I sit here staring out he window wondering where in the world I will get energy… the holidays left me full of sugar and deprived of sleep. That is not a great combination. And yet, routine came knocking at my door this morning… I dragged myself out of bed at 5:30 after hearing my alarm go off like 5 times. I know how good it feels once I am up – it is just remembering that at 5 AM when I hear my alarm.
So, here I am once again trying to get back to a routine. A routine that has me taking time for God, working out and showering before the kids are up. A routine that gives me the balance that I need.
2012 brought blessings. I am so thankful for the many ways that God has blessed us. I have a wonderful husband who is my best friend. He is the love of my life and I so enjoy him. I am blessed to be the mommy of two amazing little girls. They are just soo much fun and they fill my life up!!! God has blessed us with a home that is more then we dreamed it would be. With neighbors that are becoming good friends. And it is closer to many of the things that we do and many of our close friends. Blessed.
2012 brought loss. We lost my Grandma, Nonnie. You know, there is really never a good time to let go of someone you love. Especially before you think it is time. But, I have seen God. He has held me. He has brought healing and strength.

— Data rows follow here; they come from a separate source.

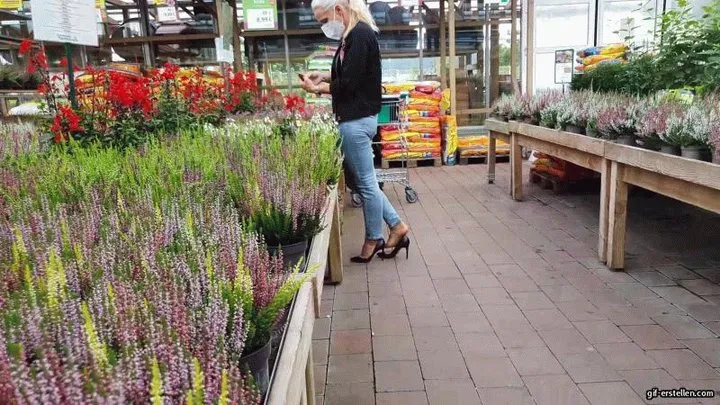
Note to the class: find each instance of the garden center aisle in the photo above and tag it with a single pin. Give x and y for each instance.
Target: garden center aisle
(506, 303)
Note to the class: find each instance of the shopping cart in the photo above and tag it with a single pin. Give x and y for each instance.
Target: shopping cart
(396, 175)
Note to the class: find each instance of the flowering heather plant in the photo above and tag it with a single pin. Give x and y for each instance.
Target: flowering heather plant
(521, 107)
(503, 106)
(541, 101)
(616, 121)
(549, 115)
(135, 303)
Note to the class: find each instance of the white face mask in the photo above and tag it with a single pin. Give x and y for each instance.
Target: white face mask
(333, 29)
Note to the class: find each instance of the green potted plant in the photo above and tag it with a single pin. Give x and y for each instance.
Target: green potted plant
(653, 125)
(263, 293)
(503, 107)
(549, 115)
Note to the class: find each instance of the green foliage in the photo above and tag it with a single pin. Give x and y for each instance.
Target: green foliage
(687, 56)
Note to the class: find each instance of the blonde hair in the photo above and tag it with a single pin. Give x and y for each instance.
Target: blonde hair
(359, 12)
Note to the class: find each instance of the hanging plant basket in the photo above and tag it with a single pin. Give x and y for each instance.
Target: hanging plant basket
(670, 150)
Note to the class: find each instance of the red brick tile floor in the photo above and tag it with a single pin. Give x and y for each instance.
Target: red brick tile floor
(505, 302)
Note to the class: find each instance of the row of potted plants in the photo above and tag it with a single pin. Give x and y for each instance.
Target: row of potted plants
(144, 275)
(674, 123)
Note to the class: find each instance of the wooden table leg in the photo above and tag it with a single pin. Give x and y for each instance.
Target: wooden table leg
(335, 248)
(310, 379)
(604, 207)
(492, 157)
(617, 218)
(516, 167)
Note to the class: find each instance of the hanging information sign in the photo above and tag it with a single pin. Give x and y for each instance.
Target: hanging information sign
(10, 4)
(68, 21)
(260, 15)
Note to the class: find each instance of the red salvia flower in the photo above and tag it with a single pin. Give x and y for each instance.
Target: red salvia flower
(25, 47)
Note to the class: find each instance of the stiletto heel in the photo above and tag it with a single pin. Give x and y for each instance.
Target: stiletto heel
(403, 244)
(379, 246)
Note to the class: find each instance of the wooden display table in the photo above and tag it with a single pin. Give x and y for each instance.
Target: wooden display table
(293, 382)
(690, 181)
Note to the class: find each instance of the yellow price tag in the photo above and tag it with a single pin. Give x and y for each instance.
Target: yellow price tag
(10, 4)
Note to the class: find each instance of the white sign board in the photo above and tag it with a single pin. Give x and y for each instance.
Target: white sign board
(261, 19)
(564, 66)
(71, 21)
(222, 54)
(166, 14)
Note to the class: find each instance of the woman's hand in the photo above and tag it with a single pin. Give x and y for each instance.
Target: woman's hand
(318, 77)
(308, 84)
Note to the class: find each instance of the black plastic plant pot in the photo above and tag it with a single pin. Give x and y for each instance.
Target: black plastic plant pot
(575, 129)
(670, 150)
(257, 364)
(292, 254)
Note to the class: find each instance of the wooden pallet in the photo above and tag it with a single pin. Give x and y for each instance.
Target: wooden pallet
(548, 181)
(411, 163)
(466, 160)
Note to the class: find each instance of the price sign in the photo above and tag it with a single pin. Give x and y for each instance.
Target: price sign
(260, 15)
(10, 4)
(563, 66)
(167, 14)
(69, 21)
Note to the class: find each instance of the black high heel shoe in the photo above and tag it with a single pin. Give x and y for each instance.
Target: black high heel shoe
(379, 246)
(403, 244)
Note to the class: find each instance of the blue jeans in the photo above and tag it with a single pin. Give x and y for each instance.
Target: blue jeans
(357, 137)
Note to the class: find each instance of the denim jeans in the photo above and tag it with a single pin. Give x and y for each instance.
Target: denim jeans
(357, 137)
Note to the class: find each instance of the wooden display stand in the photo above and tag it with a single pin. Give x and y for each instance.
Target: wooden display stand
(690, 181)
(293, 382)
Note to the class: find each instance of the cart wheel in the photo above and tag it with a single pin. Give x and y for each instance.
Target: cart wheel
(410, 195)
(356, 200)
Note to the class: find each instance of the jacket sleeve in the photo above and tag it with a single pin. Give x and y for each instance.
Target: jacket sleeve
(354, 64)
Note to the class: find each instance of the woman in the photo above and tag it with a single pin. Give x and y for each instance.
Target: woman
(354, 84)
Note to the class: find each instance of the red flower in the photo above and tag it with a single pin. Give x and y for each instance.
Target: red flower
(65, 122)
(25, 47)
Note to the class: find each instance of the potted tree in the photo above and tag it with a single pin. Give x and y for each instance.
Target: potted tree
(715, 141)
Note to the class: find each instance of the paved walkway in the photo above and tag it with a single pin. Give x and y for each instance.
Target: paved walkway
(506, 303)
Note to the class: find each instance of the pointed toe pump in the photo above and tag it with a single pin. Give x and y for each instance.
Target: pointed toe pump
(403, 244)
(379, 246)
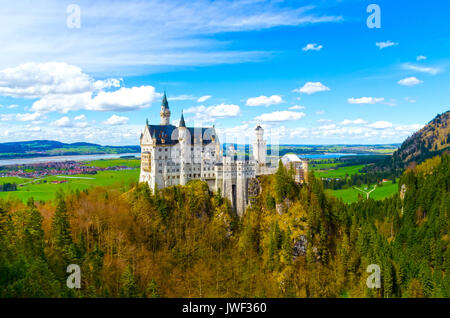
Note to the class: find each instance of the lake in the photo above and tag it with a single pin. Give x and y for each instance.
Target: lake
(22, 161)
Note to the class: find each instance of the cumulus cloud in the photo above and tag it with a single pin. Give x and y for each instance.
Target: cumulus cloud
(365, 100)
(311, 88)
(181, 97)
(203, 98)
(116, 34)
(313, 47)
(80, 117)
(116, 120)
(358, 121)
(211, 113)
(421, 69)
(380, 124)
(382, 45)
(264, 100)
(280, 116)
(62, 122)
(61, 87)
(297, 107)
(409, 81)
(28, 116)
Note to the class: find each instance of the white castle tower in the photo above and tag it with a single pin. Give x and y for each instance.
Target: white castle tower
(259, 147)
(174, 155)
(165, 111)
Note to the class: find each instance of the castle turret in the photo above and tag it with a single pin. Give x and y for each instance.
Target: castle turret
(165, 111)
(183, 135)
(259, 147)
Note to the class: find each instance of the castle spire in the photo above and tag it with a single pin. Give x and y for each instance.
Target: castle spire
(182, 123)
(165, 103)
(165, 111)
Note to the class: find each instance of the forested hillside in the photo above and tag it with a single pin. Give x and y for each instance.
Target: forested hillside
(186, 242)
(431, 140)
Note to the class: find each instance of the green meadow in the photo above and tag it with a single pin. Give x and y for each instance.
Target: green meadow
(104, 163)
(331, 170)
(350, 195)
(43, 188)
(338, 172)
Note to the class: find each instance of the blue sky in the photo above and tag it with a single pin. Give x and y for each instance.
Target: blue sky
(310, 72)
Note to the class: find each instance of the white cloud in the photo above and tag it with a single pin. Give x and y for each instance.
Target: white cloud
(327, 127)
(410, 81)
(62, 122)
(380, 124)
(28, 116)
(365, 100)
(116, 120)
(61, 87)
(124, 99)
(313, 47)
(264, 100)
(116, 34)
(311, 88)
(297, 107)
(203, 98)
(358, 121)
(382, 45)
(280, 116)
(211, 113)
(421, 69)
(181, 97)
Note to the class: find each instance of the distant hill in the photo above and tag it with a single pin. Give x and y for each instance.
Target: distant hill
(431, 140)
(41, 148)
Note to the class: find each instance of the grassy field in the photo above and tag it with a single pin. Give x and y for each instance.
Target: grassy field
(104, 163)
(44, 189)
(351, 195)
(339, 172)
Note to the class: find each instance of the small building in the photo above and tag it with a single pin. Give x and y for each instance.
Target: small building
(300, 167)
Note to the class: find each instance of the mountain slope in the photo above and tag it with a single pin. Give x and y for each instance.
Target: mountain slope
(431, 140)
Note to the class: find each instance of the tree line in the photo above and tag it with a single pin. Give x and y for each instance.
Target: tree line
(185, 241)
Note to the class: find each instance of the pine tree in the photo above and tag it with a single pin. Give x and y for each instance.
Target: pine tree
(60, 230)
(128, 287)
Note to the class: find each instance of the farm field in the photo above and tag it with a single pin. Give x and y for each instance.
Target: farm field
(337, 173)
(43, 188)
(104, 163)
(350, 195)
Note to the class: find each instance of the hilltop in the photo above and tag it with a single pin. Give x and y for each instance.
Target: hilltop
(42, 148)
(431, 140)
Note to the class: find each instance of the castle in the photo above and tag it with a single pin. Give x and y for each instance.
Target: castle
(172, 155)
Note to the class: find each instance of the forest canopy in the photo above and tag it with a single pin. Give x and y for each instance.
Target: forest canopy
(185, 241)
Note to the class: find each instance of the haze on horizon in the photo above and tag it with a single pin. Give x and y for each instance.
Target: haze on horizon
(309, 74)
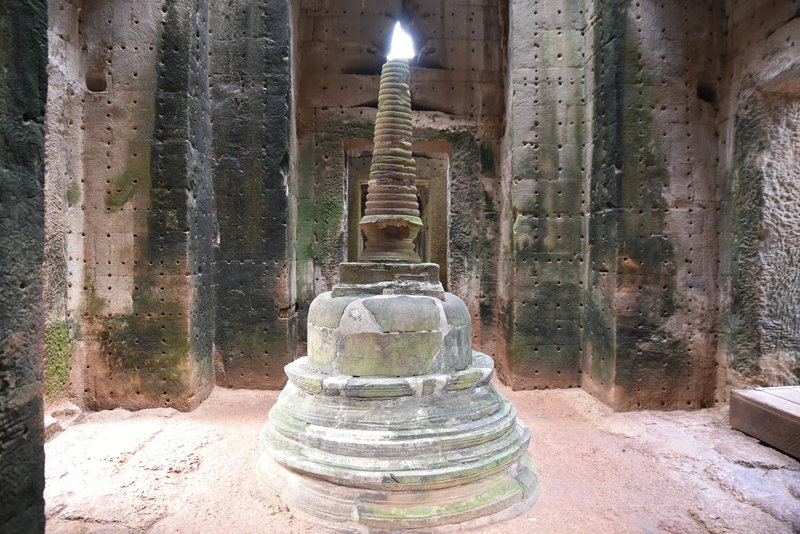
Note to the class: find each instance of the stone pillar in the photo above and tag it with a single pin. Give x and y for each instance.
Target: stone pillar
(23, 90)
(254, 280)
(650, 322)
(759, 183)
(545, 196)
(147, 198)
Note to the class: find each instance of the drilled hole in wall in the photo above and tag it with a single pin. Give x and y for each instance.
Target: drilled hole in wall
(96, 81)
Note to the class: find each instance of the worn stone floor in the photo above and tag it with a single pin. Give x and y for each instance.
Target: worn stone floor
(162, 471)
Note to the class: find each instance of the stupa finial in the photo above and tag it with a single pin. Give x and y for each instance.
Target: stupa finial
(391, 219)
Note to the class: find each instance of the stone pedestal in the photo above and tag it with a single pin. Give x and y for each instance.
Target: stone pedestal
(390, 422)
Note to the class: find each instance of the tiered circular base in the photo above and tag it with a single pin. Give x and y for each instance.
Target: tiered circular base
(384, 454)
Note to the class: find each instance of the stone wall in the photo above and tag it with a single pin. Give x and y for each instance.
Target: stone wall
(544, 214)
(618, 201)
(759, 182)
(651, 320)
(23, 86)
(63, 262)
(138, 214)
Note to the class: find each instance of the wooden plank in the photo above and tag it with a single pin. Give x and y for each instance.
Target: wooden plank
(768, 418)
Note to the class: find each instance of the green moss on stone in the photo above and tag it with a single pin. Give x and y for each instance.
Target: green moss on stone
(73, 193)
(136, 175)
(57, 359)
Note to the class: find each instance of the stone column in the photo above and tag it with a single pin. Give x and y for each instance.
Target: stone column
(23, 89)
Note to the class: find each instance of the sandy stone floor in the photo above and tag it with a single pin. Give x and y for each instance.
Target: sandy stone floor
(161, 471)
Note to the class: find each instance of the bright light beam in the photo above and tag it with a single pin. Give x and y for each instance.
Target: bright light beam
(402, 44)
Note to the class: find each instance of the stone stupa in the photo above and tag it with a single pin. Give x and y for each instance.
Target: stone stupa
(391, 423)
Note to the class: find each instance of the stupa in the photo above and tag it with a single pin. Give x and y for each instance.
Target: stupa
(391, 423)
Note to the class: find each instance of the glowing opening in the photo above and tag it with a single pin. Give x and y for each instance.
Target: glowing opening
(402, 44)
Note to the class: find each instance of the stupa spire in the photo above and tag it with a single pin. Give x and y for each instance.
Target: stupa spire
(391, 219)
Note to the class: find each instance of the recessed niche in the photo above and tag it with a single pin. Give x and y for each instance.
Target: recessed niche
(96, 81)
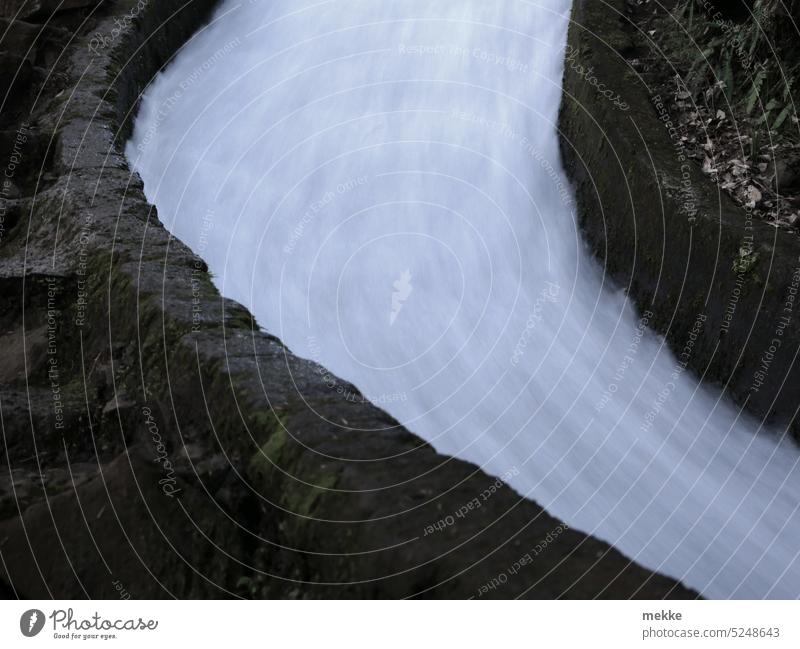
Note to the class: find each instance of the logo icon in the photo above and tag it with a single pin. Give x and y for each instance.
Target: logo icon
(31, 622)
(402, 289)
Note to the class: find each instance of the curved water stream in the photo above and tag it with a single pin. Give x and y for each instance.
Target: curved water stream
(380, 183)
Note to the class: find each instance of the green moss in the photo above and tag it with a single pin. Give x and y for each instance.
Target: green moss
(745, 261)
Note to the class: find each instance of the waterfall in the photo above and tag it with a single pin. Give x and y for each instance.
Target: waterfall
(380, 183)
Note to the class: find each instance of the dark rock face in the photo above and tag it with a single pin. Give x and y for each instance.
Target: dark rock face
(681, 247)
(155, 442)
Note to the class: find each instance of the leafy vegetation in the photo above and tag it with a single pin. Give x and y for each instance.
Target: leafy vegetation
(750, 64)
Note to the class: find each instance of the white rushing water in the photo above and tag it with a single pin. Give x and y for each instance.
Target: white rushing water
(380, 183)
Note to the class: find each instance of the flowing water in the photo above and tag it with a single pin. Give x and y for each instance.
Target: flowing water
(380, 183)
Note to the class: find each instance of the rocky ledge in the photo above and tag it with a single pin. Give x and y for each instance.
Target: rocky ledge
(707, 270)
(156, 443)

I could say that 2013 I will workout every day, have devotions every day, put a hot meal on the table every night, be a loving and patient mom, love my husband well and be a wonderful friend, etc, etc, etc. But let me be honest…. those are things that I will try for every day – but they will not happen every day. And honestly they will rarely happen at all if I rely on my own strength. Good thing I don’t have to.
So, hello 2013. What will you bring? Some of it I can not control, nor would I want to. But there are things that I can… I will continue to work on spending more time with the Lord – knowing Him better. I will strive to be a good wife to my husband, always lifting him up in prayer, and honoring him. I will work on being the best mommy that I can be to my sweet, precious girls – always cherishing them, loving them well and showing them Christ.
If there is one thing I was reminded of in 2012 that I will take with me into 2013 it is this: We never know how long we have. Nor do we know how long we have with the people around us. I want to make every minute count. Because I don’t know how many minutes are left. But above all, I want to live my life for Christ.
What will I do this year that will make 2013 stand out?